A 3 year old male with a history of severe eczema presents for facial rash and hand pain. Mom has been applying aquaphor and vaseline several times a day. This morning, he woke up with a new rash over his face and hands which prompted ED visit. Vitals include BP 103/61, HR 156, Temp 102.9F, RR 30, SpO2 99%. Exam is notable for diffuse, dry skin throughout and findings as below. Lesions spare mucous membranes and palms/soles. Nikolsky sign negative.
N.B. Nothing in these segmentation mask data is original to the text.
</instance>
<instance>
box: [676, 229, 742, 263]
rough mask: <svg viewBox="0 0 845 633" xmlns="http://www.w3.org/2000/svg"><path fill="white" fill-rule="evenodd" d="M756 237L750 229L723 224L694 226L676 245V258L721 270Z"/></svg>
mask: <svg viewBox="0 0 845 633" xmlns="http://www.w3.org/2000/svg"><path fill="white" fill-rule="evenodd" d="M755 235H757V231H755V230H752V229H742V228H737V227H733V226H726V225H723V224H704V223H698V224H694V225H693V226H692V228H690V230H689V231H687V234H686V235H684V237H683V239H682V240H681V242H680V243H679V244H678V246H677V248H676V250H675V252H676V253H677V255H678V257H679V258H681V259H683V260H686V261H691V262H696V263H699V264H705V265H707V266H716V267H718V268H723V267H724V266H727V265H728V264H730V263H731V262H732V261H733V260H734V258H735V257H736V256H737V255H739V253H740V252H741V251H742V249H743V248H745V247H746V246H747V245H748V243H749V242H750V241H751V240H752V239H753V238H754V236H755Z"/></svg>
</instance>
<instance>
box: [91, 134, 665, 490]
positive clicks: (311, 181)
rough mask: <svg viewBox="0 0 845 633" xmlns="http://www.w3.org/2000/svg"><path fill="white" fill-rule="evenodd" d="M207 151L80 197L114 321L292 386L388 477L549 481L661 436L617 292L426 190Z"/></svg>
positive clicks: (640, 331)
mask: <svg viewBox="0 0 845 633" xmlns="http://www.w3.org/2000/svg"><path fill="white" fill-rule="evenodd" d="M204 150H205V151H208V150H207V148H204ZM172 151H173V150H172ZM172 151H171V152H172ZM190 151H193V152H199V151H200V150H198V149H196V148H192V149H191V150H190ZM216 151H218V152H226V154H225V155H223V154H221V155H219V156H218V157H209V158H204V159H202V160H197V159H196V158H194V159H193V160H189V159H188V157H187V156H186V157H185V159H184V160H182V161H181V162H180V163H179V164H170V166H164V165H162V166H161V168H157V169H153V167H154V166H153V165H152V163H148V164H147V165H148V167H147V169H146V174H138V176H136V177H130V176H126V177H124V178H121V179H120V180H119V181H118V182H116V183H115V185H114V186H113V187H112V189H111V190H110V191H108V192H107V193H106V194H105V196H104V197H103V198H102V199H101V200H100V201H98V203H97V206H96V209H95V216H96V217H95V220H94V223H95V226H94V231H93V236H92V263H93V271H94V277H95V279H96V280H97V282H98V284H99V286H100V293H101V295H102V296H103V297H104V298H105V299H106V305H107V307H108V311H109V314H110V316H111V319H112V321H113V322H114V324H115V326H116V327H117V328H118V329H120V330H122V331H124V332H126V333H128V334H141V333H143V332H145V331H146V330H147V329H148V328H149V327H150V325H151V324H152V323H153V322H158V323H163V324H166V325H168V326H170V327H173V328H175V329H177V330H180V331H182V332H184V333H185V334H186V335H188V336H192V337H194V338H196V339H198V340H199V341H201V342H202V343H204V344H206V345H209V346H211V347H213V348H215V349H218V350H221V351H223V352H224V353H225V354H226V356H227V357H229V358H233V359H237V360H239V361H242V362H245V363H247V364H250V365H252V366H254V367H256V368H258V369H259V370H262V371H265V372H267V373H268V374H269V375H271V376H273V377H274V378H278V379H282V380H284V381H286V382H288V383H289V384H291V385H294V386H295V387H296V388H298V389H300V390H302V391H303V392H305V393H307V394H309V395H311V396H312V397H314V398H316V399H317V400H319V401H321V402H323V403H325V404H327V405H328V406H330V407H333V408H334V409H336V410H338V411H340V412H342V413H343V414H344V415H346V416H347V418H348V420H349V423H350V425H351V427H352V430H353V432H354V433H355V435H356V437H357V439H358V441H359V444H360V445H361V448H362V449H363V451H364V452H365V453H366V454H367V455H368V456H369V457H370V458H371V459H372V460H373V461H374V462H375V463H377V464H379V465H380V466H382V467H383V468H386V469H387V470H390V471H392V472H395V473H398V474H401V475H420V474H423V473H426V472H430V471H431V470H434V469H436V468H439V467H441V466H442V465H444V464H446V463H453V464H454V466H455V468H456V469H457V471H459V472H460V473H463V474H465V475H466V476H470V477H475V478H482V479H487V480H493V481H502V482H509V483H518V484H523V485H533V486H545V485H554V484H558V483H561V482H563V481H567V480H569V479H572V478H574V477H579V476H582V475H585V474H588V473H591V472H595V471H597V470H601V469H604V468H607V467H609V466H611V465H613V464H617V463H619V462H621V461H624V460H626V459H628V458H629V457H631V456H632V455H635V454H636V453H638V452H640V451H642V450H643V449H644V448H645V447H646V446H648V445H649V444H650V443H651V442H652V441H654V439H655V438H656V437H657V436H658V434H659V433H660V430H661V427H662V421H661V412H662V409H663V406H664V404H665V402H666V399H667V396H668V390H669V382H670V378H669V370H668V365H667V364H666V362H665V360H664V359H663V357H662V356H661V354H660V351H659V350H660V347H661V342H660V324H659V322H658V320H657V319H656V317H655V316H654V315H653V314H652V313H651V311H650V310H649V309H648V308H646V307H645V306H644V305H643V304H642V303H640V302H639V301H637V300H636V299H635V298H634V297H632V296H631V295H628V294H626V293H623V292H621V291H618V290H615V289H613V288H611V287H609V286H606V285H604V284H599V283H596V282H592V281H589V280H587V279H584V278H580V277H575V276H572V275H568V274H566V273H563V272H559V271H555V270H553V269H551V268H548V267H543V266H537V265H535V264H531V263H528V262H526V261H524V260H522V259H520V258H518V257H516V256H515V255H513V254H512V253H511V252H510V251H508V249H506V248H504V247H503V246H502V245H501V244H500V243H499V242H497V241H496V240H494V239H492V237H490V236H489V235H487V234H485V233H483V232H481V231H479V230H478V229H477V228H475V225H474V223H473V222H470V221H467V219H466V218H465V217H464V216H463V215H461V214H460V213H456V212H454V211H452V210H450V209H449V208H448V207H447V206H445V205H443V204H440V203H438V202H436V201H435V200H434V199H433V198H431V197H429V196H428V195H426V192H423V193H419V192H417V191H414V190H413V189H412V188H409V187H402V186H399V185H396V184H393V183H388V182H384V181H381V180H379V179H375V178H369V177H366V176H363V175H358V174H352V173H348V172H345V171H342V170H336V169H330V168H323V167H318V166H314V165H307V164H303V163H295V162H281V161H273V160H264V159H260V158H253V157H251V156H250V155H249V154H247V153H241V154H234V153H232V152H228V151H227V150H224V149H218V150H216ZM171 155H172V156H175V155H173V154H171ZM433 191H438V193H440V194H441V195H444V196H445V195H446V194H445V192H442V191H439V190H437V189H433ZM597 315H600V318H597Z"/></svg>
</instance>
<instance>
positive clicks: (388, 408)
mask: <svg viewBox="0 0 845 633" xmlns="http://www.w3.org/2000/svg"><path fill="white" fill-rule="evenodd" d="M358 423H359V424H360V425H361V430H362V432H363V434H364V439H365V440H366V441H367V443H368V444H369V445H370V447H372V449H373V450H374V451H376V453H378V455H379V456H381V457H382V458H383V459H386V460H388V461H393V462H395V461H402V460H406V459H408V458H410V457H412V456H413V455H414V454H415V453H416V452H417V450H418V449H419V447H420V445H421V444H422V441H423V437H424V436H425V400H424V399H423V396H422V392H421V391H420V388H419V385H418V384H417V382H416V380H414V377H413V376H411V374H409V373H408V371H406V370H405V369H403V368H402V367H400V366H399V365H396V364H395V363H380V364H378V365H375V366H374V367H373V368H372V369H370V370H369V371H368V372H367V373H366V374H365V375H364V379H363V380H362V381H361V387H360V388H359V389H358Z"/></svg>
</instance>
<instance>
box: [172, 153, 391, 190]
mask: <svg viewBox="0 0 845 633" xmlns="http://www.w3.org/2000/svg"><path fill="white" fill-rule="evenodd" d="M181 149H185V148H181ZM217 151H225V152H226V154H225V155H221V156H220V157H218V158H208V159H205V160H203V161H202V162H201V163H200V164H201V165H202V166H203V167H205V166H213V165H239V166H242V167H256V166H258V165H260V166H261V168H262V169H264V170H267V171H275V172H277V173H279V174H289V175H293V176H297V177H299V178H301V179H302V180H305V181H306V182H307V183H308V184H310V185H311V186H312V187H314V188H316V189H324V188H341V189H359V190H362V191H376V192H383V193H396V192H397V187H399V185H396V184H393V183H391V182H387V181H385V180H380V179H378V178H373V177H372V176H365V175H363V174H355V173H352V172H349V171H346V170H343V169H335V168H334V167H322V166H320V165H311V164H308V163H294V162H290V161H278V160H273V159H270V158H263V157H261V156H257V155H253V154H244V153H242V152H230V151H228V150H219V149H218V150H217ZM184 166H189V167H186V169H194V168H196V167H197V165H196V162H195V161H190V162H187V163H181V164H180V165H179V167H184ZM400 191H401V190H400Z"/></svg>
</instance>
What’s the diagnosis?
Answer: Eczema Herpeticum
- Demonstrated by multiple grouped pustules on an erythematous base
- Typically caused by superinfection of HSV due to a diminished skin barrier from atopic dermatitis
- Commonly misdiagnosed as impetigo
- Potentially life-threatening if has multisystem involvement such as HSV keratitis or encephalitis
- In this case, ophthalmology was consulted to rule out ophthalmologic infection due to extensive rash. Dermatology was consulted for a wound culture which resulted positive for VZV.
- Treatment includes Acyclovir in addition to gram positive coverage such as Bactrim or Cephalexin
American Academy of Pediatrics: Herpes simplex. In: Kimberlin DW, Brady MT, Jackson MA, Long SS, eds. Red Book: 2015 Report of the Committee on Infectious Diseases. 30th ed. Elk Grove Village, IL: American Academy of Pediatrics; 2015:432–445.